Palestinian official Muayyad Shaaban said the attacks were part of a campaign to drive Palestinians from their land and accused Israel of giving the settlers protection and immunity.
Israeli police said that four Israelis were arrested in what it described as “extremist violence”.
A video verified by Al Jazeera’s fact-checking unit, Sanad, shows several vehicles on fire as Palestinians try to extinguish the flames.
BREAKING & HORRIFIC: Israeli settler terrorists have attacked the Palestinian village of Bayt Lid in the West Bank, carrying out a pogrom, setting homes on fire in an attempt to burn Palestinian families alive.
Residents are pleading for help as flames spread through the… pic.twitter.com/21lOmfkMec
— Ihab Hassan (@IhabHassane) November 11, 2025
Israeli President Isaac Herzog described the attacks as “shocking and serious”, adding, “Such violence toward civilians and toward [Israeli army] soldiers crosses a red line, and I condemn it severely.”
Israeli soldiers were also attacked today by a group of settlers, and a military vehicle was damaged.
Israeli forces and settlers have carried out 2,350 attacks across the occupied West Bank last month in an “ongoing cycle of terror”, the Palestinian Authority’s Colonization and Wall Resistance Commission (CRRC) reported last week.

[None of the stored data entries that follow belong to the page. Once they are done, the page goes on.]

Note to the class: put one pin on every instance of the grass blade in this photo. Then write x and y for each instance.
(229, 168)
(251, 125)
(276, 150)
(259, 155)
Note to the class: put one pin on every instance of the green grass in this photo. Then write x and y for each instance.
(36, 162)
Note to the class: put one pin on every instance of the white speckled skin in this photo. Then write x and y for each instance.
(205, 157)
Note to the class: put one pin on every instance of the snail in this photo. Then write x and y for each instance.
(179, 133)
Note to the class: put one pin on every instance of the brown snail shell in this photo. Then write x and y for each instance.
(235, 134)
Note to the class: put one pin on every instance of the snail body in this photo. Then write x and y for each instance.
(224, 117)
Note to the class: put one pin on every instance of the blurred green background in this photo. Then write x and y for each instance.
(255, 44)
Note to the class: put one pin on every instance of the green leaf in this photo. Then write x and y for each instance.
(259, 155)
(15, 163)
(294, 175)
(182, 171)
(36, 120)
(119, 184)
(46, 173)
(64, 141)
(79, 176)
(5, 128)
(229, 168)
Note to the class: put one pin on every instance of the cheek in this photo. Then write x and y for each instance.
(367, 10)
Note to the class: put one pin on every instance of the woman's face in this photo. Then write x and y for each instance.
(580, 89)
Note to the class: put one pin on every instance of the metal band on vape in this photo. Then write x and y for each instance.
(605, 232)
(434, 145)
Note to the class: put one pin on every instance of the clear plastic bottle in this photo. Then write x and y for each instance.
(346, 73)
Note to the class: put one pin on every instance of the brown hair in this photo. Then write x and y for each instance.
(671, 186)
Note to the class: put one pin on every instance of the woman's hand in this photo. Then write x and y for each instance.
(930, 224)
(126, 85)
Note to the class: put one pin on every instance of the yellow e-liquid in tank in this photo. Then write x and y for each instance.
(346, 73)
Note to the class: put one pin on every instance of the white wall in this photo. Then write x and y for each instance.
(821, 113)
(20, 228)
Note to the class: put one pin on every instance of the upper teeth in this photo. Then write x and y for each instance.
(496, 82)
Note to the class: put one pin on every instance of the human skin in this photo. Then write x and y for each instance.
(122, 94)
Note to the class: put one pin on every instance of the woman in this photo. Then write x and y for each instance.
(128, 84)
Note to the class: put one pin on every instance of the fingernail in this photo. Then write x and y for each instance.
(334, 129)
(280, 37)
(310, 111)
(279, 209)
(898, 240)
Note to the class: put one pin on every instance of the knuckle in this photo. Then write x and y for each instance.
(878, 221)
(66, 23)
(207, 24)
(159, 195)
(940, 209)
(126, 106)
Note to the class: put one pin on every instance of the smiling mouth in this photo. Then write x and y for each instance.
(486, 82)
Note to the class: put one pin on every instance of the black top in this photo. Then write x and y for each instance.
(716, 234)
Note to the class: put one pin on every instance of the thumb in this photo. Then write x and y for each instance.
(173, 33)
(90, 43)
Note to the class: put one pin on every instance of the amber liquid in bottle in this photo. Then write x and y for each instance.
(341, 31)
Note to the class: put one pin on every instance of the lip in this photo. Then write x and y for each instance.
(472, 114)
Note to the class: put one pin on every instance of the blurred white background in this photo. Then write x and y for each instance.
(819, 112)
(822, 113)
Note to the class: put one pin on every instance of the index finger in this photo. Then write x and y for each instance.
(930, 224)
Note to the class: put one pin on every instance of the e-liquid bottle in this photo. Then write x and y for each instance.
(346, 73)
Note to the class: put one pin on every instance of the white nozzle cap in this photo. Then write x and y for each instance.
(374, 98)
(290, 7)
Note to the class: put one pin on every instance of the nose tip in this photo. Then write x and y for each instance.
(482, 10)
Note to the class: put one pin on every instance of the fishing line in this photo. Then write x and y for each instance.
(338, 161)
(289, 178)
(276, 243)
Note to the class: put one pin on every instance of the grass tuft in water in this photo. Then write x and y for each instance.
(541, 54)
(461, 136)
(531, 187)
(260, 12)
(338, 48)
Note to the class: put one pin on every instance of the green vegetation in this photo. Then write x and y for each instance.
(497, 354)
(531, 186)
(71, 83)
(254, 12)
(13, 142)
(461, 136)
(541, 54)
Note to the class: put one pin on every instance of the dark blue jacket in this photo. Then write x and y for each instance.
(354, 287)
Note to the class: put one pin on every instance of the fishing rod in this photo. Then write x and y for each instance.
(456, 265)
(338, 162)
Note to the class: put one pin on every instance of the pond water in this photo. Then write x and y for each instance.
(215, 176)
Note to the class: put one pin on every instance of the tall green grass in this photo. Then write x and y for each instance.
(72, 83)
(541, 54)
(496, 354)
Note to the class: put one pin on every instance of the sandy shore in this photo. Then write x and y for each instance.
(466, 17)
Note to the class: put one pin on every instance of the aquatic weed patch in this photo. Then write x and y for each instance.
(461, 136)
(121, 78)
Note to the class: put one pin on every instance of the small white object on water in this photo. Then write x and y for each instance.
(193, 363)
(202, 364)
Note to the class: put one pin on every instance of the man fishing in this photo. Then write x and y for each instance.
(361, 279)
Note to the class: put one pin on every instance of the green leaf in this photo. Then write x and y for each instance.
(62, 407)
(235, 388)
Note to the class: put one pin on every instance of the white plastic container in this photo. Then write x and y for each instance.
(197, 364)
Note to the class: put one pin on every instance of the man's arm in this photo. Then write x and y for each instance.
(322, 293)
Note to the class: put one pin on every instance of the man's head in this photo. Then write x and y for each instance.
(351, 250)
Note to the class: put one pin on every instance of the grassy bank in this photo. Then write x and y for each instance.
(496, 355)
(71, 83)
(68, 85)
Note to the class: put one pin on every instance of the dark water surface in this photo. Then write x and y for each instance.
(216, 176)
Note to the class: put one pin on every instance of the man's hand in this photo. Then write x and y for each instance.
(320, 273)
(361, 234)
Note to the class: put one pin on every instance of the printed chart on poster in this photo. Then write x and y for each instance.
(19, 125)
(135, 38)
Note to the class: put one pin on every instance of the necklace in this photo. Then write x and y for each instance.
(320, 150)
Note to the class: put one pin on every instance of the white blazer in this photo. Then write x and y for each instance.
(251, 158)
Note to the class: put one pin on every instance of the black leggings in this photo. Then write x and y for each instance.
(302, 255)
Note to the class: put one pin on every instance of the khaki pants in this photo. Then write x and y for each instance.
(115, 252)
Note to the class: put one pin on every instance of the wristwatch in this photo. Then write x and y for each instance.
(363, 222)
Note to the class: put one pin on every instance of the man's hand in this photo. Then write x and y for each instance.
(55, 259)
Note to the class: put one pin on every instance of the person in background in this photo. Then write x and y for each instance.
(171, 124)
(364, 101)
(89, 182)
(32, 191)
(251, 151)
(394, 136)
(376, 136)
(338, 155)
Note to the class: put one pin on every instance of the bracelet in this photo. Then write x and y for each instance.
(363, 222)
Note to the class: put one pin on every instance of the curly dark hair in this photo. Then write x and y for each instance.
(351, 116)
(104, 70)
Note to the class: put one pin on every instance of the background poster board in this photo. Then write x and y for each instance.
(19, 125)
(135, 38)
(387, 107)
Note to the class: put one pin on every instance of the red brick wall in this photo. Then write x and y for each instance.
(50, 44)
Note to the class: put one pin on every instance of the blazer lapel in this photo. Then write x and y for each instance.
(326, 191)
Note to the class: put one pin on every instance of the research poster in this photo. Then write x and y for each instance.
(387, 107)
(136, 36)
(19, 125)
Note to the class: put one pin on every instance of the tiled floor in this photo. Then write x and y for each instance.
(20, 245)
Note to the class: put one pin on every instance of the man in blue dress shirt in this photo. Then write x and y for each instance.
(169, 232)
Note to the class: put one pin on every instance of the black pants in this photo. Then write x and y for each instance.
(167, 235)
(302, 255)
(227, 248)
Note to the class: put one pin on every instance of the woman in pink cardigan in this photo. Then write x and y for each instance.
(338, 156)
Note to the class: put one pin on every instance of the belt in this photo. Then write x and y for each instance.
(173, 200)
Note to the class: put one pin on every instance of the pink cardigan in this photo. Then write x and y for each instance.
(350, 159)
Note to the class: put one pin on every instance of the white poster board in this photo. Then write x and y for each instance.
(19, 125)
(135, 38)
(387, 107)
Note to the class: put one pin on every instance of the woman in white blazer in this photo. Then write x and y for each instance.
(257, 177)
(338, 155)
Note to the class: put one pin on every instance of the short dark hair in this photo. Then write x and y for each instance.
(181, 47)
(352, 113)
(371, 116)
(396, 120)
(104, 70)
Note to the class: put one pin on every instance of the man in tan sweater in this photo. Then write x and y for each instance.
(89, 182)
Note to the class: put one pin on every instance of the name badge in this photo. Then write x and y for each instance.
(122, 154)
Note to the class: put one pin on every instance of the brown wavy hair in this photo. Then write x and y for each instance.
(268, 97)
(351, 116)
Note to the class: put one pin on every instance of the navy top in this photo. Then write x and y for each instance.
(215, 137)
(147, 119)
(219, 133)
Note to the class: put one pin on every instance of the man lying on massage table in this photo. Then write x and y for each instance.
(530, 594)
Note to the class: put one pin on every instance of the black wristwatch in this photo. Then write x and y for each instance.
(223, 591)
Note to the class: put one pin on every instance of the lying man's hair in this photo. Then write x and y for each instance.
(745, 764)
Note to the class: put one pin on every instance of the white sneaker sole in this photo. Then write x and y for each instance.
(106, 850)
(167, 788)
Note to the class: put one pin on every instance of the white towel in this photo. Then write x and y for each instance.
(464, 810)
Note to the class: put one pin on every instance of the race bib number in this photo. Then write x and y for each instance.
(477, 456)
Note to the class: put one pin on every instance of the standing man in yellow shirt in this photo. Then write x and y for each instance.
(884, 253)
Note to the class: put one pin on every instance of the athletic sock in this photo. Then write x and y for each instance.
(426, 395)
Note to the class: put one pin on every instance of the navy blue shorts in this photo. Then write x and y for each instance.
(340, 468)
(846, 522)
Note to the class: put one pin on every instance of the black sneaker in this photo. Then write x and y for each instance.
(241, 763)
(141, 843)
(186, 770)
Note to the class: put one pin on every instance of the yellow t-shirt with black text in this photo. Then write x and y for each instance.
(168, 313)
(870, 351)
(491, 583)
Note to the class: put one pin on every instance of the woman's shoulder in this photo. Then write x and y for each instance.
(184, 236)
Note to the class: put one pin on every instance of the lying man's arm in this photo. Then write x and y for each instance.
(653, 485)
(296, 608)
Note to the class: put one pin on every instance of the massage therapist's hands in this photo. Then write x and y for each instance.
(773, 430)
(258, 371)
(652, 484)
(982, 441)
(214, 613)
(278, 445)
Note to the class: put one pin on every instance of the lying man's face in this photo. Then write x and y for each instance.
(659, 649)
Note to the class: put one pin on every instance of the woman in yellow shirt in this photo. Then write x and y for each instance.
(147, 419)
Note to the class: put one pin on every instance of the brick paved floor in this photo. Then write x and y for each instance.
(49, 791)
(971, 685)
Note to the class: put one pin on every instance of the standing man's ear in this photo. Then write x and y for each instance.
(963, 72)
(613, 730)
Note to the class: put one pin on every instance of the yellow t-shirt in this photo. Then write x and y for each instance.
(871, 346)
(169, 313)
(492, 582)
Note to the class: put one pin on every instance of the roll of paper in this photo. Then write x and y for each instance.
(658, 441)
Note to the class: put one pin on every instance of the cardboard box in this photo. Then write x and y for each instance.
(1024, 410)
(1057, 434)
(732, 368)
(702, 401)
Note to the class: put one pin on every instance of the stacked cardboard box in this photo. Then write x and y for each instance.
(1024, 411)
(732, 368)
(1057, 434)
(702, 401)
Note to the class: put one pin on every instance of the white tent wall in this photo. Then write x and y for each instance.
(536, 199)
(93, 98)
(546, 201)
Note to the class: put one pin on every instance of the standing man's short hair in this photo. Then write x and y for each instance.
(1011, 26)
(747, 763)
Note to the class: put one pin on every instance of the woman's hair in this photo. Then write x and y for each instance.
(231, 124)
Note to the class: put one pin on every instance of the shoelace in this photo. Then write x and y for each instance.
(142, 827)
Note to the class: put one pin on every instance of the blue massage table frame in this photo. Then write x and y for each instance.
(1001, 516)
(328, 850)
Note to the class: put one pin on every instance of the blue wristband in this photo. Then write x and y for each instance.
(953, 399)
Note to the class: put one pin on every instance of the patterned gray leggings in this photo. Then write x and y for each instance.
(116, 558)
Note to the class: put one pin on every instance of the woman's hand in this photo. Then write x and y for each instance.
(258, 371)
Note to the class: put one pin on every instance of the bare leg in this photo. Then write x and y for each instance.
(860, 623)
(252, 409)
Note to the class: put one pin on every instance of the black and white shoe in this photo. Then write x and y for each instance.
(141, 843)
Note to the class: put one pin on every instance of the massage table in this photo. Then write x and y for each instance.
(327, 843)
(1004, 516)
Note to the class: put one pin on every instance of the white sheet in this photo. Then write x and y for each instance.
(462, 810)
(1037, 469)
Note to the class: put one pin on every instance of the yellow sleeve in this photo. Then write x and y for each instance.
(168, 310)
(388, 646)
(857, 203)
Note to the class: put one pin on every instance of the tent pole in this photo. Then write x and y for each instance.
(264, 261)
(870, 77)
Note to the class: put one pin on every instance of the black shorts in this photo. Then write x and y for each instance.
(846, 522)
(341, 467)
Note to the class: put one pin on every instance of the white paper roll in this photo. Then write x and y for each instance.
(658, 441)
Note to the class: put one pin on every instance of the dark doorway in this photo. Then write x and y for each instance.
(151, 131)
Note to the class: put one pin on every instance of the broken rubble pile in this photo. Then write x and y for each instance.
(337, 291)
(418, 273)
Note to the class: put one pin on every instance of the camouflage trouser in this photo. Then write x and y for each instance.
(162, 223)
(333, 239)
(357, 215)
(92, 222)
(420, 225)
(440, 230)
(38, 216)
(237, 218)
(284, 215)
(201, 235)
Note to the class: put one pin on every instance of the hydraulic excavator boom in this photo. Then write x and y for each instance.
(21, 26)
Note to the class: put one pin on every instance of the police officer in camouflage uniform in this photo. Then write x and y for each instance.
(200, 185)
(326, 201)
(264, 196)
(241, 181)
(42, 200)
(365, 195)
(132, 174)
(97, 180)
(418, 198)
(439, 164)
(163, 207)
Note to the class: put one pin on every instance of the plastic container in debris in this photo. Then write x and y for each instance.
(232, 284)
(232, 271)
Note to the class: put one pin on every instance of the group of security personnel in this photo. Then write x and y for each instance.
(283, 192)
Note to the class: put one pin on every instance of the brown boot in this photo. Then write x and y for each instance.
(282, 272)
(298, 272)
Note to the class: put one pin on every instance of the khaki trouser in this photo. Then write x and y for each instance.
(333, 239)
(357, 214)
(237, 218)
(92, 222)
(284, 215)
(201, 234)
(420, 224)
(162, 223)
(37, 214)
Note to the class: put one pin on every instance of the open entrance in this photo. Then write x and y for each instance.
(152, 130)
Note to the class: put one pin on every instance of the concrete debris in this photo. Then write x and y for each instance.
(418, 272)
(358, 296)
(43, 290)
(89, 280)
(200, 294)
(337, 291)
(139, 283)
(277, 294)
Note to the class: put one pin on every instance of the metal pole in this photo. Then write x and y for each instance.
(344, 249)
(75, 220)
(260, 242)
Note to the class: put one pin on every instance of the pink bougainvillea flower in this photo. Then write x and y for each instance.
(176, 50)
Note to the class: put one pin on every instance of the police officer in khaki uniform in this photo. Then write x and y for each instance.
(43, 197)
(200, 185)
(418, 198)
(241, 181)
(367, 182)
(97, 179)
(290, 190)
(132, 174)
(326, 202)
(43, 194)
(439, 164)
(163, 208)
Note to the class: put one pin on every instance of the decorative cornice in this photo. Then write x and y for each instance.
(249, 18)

CRRC head Mu’ayyad Sha’ban said last week that Israeli forces carried out 1,584 attacks – including direct physical attacks, the demolition of homes and the uprooting of olive trees – with most of the violence focused on the governorates of Ramallah (542), Nablus (412) and Hebron (401).
On Monday, B’Tselem, the Israeli human rights group, said that settlers were attacking Palestinians “daily”, including “shooting, beating and threatening residents, throwing stones, torching fields, destroying trees and crops, stealing produce, blocking roads, invading homes, and burning cars”.
Israeli settlers are rarely held accountable for attacks on Palestinians or their property, and are sometimes accompanied by Israeli forces during such incidents.